EvoNash-MARL: A Closed-Loop Multi-Agent Reinforcement Learning Framework for Medium-Horizon Equity Allocation
For quantitative finance practitioners, it offers a robust closed-loop framework for equity allocation under realistic constraints, but results are incremental and lack definitive statistical proof.
EvoNash-MARL integrates multi-agent RL with population-based optimization and execution-aware selection for medium-horizon equity allocation, achieving 19.6% annualized return vs. 11.7% for SPY from 2014-2024, though statistical significance is not established.
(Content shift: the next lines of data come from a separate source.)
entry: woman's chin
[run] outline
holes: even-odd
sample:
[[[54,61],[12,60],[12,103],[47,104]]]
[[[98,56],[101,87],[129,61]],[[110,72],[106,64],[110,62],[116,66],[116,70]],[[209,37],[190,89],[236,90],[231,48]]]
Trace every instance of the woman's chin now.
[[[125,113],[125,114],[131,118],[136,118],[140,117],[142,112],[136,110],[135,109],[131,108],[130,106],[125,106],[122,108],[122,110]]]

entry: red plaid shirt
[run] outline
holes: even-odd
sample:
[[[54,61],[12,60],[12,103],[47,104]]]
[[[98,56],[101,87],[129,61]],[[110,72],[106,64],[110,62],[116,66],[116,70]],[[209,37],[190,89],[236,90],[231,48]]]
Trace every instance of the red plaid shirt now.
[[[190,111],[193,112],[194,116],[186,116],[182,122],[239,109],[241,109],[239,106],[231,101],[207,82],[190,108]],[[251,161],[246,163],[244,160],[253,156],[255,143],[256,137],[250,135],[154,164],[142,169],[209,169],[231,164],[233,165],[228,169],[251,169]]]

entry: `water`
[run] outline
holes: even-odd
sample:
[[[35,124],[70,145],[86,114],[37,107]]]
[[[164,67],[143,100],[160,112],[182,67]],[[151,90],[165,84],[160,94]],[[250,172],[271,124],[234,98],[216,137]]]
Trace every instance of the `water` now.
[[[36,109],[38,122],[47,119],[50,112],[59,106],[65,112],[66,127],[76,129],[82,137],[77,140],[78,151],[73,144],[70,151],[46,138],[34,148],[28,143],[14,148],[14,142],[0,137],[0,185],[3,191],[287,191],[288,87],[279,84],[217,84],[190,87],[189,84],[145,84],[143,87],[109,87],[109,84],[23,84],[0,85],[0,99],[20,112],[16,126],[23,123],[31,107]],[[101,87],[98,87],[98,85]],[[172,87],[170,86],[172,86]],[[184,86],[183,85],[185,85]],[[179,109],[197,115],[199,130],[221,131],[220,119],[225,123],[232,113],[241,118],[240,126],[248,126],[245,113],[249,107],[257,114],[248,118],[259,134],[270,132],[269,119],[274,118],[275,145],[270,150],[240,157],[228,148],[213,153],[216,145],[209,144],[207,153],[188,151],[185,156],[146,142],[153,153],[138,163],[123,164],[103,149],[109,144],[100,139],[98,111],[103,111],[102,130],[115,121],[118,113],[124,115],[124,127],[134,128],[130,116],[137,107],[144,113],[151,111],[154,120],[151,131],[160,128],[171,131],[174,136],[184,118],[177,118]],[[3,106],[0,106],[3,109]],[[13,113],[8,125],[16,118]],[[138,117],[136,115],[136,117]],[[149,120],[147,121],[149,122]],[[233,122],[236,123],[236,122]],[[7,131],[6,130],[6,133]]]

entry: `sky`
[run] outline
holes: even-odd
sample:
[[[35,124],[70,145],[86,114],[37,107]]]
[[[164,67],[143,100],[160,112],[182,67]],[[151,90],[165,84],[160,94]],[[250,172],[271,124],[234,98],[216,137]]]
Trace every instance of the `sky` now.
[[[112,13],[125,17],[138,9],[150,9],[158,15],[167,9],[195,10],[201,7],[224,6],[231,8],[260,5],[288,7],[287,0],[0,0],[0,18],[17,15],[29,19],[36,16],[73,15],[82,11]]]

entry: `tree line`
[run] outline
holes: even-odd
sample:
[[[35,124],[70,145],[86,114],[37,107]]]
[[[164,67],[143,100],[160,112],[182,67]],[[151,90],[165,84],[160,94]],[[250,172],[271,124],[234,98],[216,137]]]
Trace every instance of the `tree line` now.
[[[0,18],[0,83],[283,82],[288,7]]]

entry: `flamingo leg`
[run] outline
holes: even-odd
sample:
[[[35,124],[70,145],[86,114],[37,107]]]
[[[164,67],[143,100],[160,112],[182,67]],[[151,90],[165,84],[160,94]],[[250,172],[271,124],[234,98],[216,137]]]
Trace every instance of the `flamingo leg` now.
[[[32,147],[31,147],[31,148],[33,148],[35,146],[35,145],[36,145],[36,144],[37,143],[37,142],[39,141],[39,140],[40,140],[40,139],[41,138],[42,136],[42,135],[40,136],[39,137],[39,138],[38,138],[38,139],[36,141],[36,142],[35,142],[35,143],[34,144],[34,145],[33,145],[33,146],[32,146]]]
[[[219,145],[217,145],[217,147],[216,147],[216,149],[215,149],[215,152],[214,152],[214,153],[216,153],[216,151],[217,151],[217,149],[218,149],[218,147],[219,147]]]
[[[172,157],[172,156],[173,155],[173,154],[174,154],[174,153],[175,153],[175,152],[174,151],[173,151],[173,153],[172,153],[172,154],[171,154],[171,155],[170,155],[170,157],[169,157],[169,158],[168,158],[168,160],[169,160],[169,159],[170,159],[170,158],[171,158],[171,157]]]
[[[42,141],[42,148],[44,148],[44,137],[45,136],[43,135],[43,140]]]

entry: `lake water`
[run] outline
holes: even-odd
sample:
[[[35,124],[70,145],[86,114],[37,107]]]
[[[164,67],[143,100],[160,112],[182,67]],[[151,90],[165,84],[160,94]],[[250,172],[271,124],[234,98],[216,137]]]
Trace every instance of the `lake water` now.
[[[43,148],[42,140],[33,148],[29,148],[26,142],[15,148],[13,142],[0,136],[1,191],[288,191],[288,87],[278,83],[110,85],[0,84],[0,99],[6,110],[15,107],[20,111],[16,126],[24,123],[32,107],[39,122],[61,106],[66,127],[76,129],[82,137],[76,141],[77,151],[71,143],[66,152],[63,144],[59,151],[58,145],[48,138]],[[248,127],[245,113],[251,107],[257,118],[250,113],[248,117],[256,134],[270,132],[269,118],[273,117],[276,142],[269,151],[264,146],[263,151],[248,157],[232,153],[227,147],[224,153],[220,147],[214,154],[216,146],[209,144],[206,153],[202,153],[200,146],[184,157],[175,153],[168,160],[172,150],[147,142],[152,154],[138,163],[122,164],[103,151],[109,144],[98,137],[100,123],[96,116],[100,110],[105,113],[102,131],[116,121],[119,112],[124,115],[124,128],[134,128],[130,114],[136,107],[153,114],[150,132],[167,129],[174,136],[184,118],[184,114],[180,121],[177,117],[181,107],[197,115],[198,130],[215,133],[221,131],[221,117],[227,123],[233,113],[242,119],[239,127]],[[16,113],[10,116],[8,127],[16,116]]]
Medium- to long-horizon equity allocation is challenging due to weak predictive structure, non-stationary market regimes, and the degradation of signals under realistic trading constraints. Conventional approaches often rely on single predictors or loosely coupled pipelines, which limit robustness under distributional shift. This paper proposes EvoNash-MARL, a closed-loop framework that integrates reinforcement learning with population-based policy optimization and execution-aware selection to improve robustness in medium- to long-horizon allocation. The framework combines multi-agent policy populations, game-theoretic aggregation, and constraint-aware validation within a unified walk-forward design. Under a 120-window walk-forward protocol, the final configuration achieves the highest robust score among internal baselines. On out-of-sample data from 2014 to 2024, it delivers a 19.6% annualized return, compared to 11.7% for SPY, and remains stable under extended evaluation through 2026. While the framework demonstrates consistent performance under realistic constraints and across market settings, strong global statistical significance is not established under White's Reality Check (WRC) and SPA-lite tests. The results therefore provide evidence of improved robustness rather than definitive proof of superior market timing performance.